We noted that genes classified as dawn (class 2) and dusk (class 1) genes under Constant Light conditions [8] showed maximal expression at a different time of day under our Low Light conditions, while the relative ordering of genes by Cosiner phase [54] from Constant Light conditions [8]was preserved. As such, we redefined dawn genes as those genes with a phase of 40° to 189° under Constant Light conditions [8], and dusk genes as those with a phase of 190° to 360° and 0° to 39°, as determined by the Cosiner algorithm [54]. These definitions produce a list of 169 high confidence dawn genes, and 281 high confidence dusk genes. The expression of our redefined circadian genes under Constant Light conditions is plotted in Figure 2-figure supplement 2. The list of high confidence circadian genes and high confidence class assignments is available in Figure 2-source data 1 and Figure 3-source data 1.
ChIP sequencing
One hundred and twenty mL of OD750 0.3 cyanobacterial culture were removed and crosslinked with 1% formaldehyde at 30 °C for 5 minutes in front of a light source. Crosslinking was quenched with 125 mM glycine. Crosslinked cells were washed twice with phosphate buffered saline, pelleted, and flash frozen prior to storage at −80 °C.
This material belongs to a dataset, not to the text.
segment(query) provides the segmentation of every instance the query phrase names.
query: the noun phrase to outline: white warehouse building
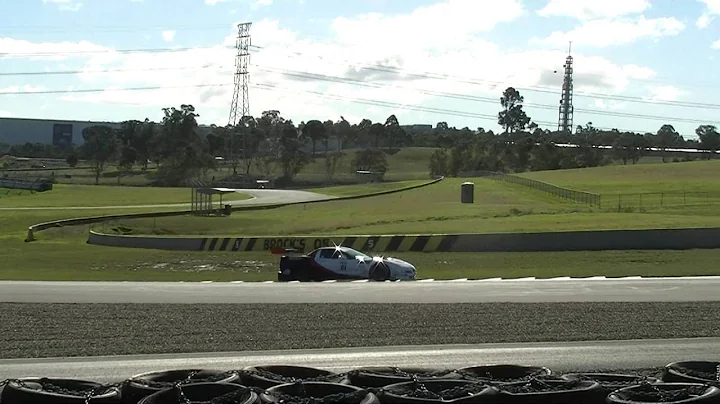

Pellets were resuspended in 1 mL of BG-11M supplemented with 500 mM L-proline and 1 mg/mL lysozyme and incubated at 30 °C for 1 hour to digest the cell wall. Cells were collected and resuspended in a Lysis buffer (50 mM HEPES pH 7.5, 140 mM NaCl, 1 mM EDTA, 1% Triton X-100, 0.1% sodium deoxycholate, and 1x Roche Complete EDTA-free Protease Inhibitor Cocktail) prior to shearing in a Covaris E220 Adaptive Focus System (Peak Incident Power = 175; Duty Factor = 10%; Cycles per burst = 200; Time = 160 s). The lysates were cleared via centrifugation, and concentration was determined via the Pierce BCA Assay.
For a given pulldown, 800 µg of lysate was incubated overnight at 4 °C in 500 µL of lysis buffer with 8 µg of anti-RpaA, anti-RpaB, or FLAG M2 mouse monoclonal antibody (Sigma-Aldrich) for RNAP pulldowns. A mock pulldown was carried out in which equal amounts of lysate from every time point of the time course (Shade 0, 15, 60 minutes, High Light 0, 15, 60 minutes) in a total of 800 µg was incubated with 8 µg of rabbit Igg. Next, 35 µL of Dynabeads protein G (Thermo Fischer Scientific) equilibrated in lysis buffer were added and the sample was incubated with mixing for 2 hours at 4 °C.The beads were washed and DNA was eluted and purified as described previously [10].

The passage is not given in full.